Citas con los libros.

Desapegos y otras ocupaciones.

martes, 23 de agosto de 2016

¡MENTIRA! (OTRA HISTORIA DE LA RADIO)






Primera mitad de los años 60. A las 2 nos sentábamos a almorzar: mi padre en una cabecera de la mesa; yo, a pesar de ser el más pequeño con diferencia, en la otra; en un lado, mi hermano mayor que yo 10 años y en el otro lado, mi hermana -11 años mayor que yo-, y mi madre.

Aunque ya se sabe, las madres pasan (o pasaban) más tiempo entre las hornillas que en la silla y, sin darnos cuenta, nadie sabía cómo, cuando estábamos terminando los postres de antes: siempre fruta del tiempo, no las pamplinas de ahora, ella ya lo tenía todo fregado y colocado. Todo un misterio...

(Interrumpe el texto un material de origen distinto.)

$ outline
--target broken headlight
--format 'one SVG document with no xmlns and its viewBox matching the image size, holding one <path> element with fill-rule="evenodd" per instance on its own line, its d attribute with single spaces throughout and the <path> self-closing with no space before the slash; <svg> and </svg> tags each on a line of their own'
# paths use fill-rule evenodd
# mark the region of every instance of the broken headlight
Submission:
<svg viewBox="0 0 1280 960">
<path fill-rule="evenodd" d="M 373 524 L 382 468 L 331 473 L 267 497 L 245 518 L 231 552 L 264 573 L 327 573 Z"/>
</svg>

Presidía la mesa del comedor una radio de las de antes. Colocada en alto, en una estantería a propósito y rodeada de los casi únicos libros que había en casa: una colección de la editorial Molino con las más selectas novelas de aventuras: Scaramouche, Rebelión a bordo, Ivanhoe, Príncipe y mendigo...

Bueno, pues mientras tomábamos el pescado en blanco o las lentejas con algún trozo de chorizo y morcilla, la radio, reina encumbrada de aquel comedor, emitía las noticias: el parte (se le seguía, se le sigue llamando así, con reminiscencias bélicas).

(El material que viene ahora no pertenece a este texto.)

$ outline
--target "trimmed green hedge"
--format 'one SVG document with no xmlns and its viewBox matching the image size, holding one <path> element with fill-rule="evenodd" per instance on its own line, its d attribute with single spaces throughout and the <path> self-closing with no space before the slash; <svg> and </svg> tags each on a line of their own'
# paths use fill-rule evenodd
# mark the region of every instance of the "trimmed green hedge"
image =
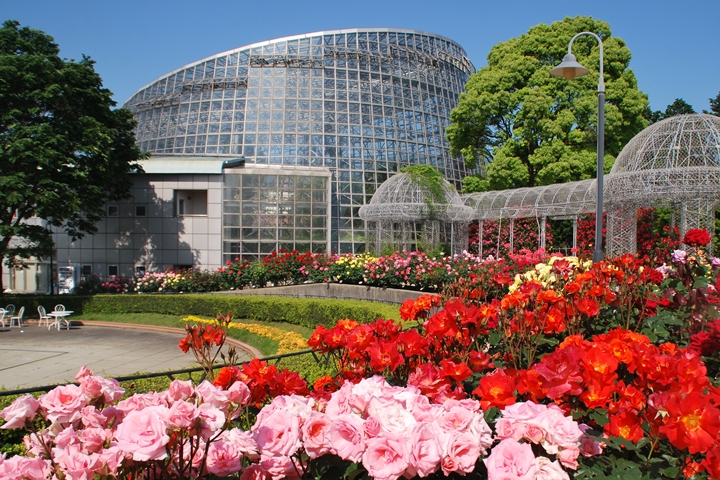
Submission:
<svg viewBox="0 0 720 480">
<path fill-rule="evenodd" d="M 25 307 L 25 316 L 37 317 L 37 306 L 47 310 L 62 303 L 73 310 L 73 317 L 82 313 L 161 313 L 166 315 L 198 315 L 214 317 L 217 313 L 232 312 L 235 318 L 266 322 L 288 322 L 315 328 L 331 327 L 342 318 L 361 323 L 378 318 L 398 319 L 398 307 L 361 300 L 292 298 L 246 295 L 62 295 L 25 296 L 4 295 L 0 303 L 14 303 Z"/>
</svg>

El locutor -siempre era varón, no como ahora-, iba desgranando su retahíla no recuerdo acerca de qué, pero imagino que de inauguraciones de pantanos, relaciones internacionales y otros asuntos políticos.




Ya se sabe el silencio que reinaba por entonces en cualquier casa española a la hora de almorzar:
-Niño, comiendo no se habla, no se canta, no se ríe...
Salvo alguna protesta por lo bajini de mi hermana, que siempre fue muy gourmet, o el sonido de alguna patada por debajo de la mesa entre mi hermano y yo, no se oía nada más que el ruidillo de los cubiertos y los platos y el runrún de mi madre de acá para allá. Y claro, el parte.

Ocurría de vez en cuando que mi padre, normalmente reservado y poco hablador, al terminar el relato de alguna noticia, soltaba con rabia contenida:
-¡Mentira!
Nadie añadía nada más, todos seguían a lo suyo, ni siquiera le miraban. Más bien, procuraban pasar más desapercibidos, intuyendo el enfado del cabeza de familia.

Ya digo, esto pasaba de vez en cuando, no todos los días; aunque en alguna rara ocasión se oyeran un par de esos ¡Mentira! durante el mismo parte.
Yo, sin entender, observaba y callaba con mis 5 ó 6 años de inocencia. Hasta que un día, al hacer una pausa el locutor, yo mismo, con toda mi fuerza pequeña e imitando el tono de mi padre, solté mi particular ¡Mentira!

Todos se miraron y guardaron silencio, y yo me quedé tan pancho. Creo que sólo me observó mi padre, y no demasiado. Incluso mi hermano, siempre tan bromista y dispuesto a picarme y hacerme rabiar, enmudeció y ni siquiera me miró.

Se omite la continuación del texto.